Take back control? I fear we lost control of our senses
The pound has plunged to a 30-year low and so have my spirits.
It will be a long, messy divorce. Whatever legal and financial deals are negotiated, it will tie up resources for years to come.
We face economic and political mayhem at a time when the number of working poor is growing due to high house prices (well at least they might fall now), low productivity, austerity and a shortage of full-time jobs.
I am no fan of Tory fiscal policies but the prospect of the likes of Farage, Johnson and Gove taking the helm is terrifying; they will need the advice of the experts they so scorn.
Voters felt the economy did not work for them. The government can only blame itself; you cannot foster alienation without consequences. Westminster was the target as much as Brussels.

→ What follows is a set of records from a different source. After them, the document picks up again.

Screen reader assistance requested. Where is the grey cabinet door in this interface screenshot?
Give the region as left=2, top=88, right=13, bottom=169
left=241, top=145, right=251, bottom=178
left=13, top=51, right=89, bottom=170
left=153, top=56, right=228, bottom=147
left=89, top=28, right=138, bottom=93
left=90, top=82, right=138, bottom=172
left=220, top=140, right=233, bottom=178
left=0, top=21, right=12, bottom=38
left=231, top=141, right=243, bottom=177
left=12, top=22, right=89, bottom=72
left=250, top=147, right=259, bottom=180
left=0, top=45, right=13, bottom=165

The Leave vote was strongest in places like the North East, once heavily industrialised, whose denizens concluded the gamble was worth taking. Well, wave goodbye to the £2.5bn from the EU Social Fund financing charities and community centres, and the £2.9bn funding from the EU Regional Development Fund for starting businesses.
Unless economic growth returns quickly after Brexit, there will be many calls on the £8bn saving from our annual EU contribution which might not prove enough to prevent further deterioration in health and social care.
We have splintered the world’s largest political union and trading bloc, an $18 trillion economy. It will make less sense now for, say, a Japanese car-maker to locate a factory – one eyeing to sell into Europe – in the North East if you could be in Germany. Why come to post-Brexit Britain where there could soon be the hassle of visas and tariffs?
There will be a shift in how we are seen by the rest of the world. The EU’s flaws do not justify its destruction which is what we may have just triggered. The UK is the world’s fifth-largest economy and has remained one of its most powerful nations, because of EU membership. We risk becoming an offshore oddball.
Who do we entrust with the arduous negotiations over what aspects of the vast edifice of UK entanglement with European law, finance, criminal justice cooperation, trade and diplomacy we unravel, not to mention the constitutional wrangling implicit in Scotland’s endorsement of EU membership?
The question is whether these negotiators will produce something better than Britain had in the EU.
The priority for the rest of the EU will be to ensure no other country follows Britain’s example which could preclude giving Britain a good deal. The EU cannot allow Britain full access to the single market without its obligations lest others ask for similar treatment. And Germany cannot offer Britain anything on its own, however strongly its carmakers push for it; any deal must be approved by all 27 countries, several of which do little trade with Britain. Although both sides have a lot to lose, it will be one against 27.
The other option for Britain is to revert to trading with the EU as America, China and India do, under normal World Trade Organisation rules but most economists say this may make the economic damage from Brexit worse. It would bring back mutual tariffs on cars, pharmaceuticals, food and fish.
It would reinstate many non-tariff barriers and exclude most services, including financial services.
I can understand giving an adolescent two fingers to the establishment but what we have achieved is cutting our nose off to spite our face; we could be poorer and weaker for this week’s dismal decision.
The Leave slogan said Britain should “take back control”; I fear we lost control of our senses.
Trump, Putin and Europe’s far-right parties are delighted. Austria has just dodged a bullet in its presidential election but leaders like Hungary’s Orban and Poland’s Kaczynski speak openly of building “illiberal” democracy, one without essential checks and balances on executive power, including protection for human rights.
Will Brexit ignite a rethink and a reorganisation of society from the bottom-up rather than the top-down? Do you think Gove, Johnson and Farage will agree to that, or that they really care about us up North?